Les âmes sensibles, à qui les champs lexicaux de l'anatomie féminine et des menstruations font horreur, s'abstiendront de lire mon petit billet (mais aussi cette bande-dessinée) !


En effet, les organes féminins et la manière dont les femmes les utilisent semblent être – la nouvelle ne surprendra personne – au coeur des préoccupations, depuis quelques siècles sinon depuis toujours, d'un groupe d'hommes (philosophes, religieux, scientifiques – je vous laisse découvrir certains coupables gratinés dans un savoureux top 5 !) qui se sont employés à les réprimer avec succès à partir du XIXe siècle. Liv Strömquist démontre, par le biais de ses dessins ultra-documentés et très didactiques (comme à son habitude), qu'en premier lieu les organes féminins ont été réduits au vagin, organe interne, faisant disparaître des représentations artistiques comme médicales l'organe externe qu'est la vulve (et par la suite le clitoris).
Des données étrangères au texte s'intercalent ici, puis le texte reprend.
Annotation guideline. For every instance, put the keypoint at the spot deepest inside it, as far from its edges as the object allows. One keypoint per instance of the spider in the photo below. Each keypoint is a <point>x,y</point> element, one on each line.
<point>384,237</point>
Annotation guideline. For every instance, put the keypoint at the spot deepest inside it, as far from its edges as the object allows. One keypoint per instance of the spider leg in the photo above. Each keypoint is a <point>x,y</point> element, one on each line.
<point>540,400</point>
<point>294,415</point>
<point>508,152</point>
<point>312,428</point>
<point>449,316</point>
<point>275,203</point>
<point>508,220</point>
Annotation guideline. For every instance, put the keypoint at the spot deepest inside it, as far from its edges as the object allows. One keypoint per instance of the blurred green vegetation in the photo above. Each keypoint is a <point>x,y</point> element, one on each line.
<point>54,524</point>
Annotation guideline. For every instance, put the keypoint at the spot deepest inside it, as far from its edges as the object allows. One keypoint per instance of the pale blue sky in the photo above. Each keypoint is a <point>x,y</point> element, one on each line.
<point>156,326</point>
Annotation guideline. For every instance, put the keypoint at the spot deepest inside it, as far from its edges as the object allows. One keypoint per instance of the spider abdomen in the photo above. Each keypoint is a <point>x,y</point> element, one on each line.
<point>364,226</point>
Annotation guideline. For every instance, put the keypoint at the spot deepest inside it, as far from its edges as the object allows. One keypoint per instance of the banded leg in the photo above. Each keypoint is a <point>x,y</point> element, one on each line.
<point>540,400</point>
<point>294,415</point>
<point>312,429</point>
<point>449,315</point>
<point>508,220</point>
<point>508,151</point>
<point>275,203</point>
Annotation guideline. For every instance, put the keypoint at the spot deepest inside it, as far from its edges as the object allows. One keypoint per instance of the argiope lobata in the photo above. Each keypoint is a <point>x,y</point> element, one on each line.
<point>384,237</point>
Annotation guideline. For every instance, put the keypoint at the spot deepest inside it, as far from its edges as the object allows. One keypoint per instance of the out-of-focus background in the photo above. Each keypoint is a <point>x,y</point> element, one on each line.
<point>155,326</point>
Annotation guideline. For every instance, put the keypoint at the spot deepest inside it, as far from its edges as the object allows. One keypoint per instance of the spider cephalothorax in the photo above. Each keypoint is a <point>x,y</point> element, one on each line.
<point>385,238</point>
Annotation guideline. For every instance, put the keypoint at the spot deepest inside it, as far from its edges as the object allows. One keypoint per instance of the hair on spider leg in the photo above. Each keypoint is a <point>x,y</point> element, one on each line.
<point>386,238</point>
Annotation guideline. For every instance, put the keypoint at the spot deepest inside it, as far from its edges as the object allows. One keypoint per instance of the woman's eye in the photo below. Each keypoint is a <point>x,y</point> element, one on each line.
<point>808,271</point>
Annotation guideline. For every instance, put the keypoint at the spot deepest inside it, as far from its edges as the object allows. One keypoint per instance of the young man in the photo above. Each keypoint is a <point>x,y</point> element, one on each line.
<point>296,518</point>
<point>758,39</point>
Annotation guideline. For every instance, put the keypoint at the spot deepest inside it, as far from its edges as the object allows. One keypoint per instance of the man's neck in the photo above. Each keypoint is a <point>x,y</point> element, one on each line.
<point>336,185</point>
Pourtant, c'est aller à contre-courant de l'Antiquité, voire de la préhistoire, qui lui attribuaient un pouvoir magique puissant, contre les mauvais esprits notamment (les pages qui y sont dédiées sont passionnantes). Puis que les bonnes moeurs, ne s'arrêtant pas en si bon chemin, se sont acharnées à établir une hiérarchie entre sexes féminin et masculin, prêtant à ce dernier une supériorité non encore démentie, à l'aide de la science, dont le pouvoir s'est substitué à celui de la religion à partir du XIXe siècle, et qui a fait des « organes génitaux et [de] la sexualité […] un espace idéal où projeter toutes ces idées sur la différence entre les hommes et les femmes » et justifier toutes les âneries patriarcales qui ont encore bonne presse de nos jours.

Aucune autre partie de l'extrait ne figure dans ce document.